The Greek economy is expected to grow by 2.1 pct in 2018, boosted by strong exports growth (+7.0 pct), according to the quarterly report of the Foundation for Economic and Industrial Research (IOBE).

Presenting its report on Wednesday, IOBE said that the contribution of investments to GDP growth was expected to reach 16 pct, while it also projected higher performance in the Public Investment Programme, extrovert sectors and privatisations. IOBE expects the unemployment rate to continue falling in 2018 and employment – permanent and temporary – to continue rising in the public sector. The unemployment rate is expected to fall to 20 pct, maybe lower.

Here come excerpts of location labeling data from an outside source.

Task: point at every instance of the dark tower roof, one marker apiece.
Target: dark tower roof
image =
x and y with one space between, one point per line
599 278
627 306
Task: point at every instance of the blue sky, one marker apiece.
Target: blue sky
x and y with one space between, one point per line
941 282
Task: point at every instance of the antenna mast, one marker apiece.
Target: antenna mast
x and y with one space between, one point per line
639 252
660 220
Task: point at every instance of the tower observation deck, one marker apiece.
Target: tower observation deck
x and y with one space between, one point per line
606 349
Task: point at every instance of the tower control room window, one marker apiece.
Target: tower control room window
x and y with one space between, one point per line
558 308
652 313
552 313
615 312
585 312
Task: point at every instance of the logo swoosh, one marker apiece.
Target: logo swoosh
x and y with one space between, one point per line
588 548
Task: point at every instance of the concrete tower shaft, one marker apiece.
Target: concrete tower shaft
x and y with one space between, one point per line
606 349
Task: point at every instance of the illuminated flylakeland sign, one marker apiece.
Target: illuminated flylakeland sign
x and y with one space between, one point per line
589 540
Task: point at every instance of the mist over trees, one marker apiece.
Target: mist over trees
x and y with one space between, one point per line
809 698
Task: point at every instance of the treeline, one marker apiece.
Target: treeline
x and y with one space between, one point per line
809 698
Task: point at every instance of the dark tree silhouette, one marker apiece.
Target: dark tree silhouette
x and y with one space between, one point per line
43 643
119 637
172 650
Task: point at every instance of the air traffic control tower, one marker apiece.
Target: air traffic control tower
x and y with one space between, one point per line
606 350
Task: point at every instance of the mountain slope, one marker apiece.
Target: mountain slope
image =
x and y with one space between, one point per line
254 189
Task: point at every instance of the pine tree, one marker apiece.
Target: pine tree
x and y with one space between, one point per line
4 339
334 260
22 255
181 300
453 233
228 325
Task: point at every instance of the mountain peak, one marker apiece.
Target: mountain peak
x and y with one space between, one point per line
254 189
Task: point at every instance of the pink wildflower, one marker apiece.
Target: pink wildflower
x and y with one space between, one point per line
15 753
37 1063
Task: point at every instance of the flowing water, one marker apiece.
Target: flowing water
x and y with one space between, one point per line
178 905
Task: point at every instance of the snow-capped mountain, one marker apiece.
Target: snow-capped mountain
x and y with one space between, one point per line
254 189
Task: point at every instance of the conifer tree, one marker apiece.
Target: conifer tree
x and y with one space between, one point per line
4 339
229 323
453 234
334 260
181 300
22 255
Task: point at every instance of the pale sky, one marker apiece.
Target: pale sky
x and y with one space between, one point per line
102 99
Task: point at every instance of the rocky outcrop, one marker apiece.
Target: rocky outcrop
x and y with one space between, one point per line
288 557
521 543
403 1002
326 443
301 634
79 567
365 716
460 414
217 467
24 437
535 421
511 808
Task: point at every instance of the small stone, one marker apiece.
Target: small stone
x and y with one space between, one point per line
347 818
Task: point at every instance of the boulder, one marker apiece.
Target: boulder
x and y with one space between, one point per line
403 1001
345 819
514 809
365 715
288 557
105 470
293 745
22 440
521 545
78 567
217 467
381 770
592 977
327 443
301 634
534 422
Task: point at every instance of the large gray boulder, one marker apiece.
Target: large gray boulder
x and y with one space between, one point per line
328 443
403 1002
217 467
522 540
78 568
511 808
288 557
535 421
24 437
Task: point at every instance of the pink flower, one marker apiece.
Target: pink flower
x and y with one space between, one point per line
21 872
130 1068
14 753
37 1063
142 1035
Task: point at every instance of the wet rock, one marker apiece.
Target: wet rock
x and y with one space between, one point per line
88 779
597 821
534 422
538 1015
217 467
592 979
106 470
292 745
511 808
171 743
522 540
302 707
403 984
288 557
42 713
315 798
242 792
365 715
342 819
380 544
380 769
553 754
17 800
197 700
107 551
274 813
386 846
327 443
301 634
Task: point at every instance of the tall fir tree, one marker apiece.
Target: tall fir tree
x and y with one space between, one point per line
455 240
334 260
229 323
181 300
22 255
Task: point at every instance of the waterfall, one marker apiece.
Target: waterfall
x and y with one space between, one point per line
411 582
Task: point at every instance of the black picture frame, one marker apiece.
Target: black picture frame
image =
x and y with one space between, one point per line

For the banking system, IOBE expects a gradual recovery of confidence, with significant challenges remaining in 2018. The Foundation said deposits were expected to continue their gradual recovery, banks to reduce their NPEs and to further relax restrictions on the movement of capital in the country.

Takis Athanasopoulos, chairman of IOBE’s board said: “There is no doubt that conditions and prospects for the Greek economy are improving, as recorded in the GDP figures and other significant indexes. However, this improvement does not constitute the final end of the crisis. Let us remember the significant structural problems of our economy, which have not been resolved, and the risk that these positive developments will be misinterpreted and lead to an abandonment of the reform effort.”

Professor Nikos Vettas, managing director of IOBE, said that 2018 will be a significant and crucial year for Greece. “To the extent that there are no significant surprises, economic recovery will continue and become relatively stronger during the year. The main forecast calls for a growth rate of slightly above 2.0 pct this year, after a growth rate of 1.5 pct in 2017,” he said, adding that this forecast required a systematic, albeit small, improvement in the investment climate in order to materialise. “Without a recovery in investments, the economy will once again lapse into a painful stagnation,” he said.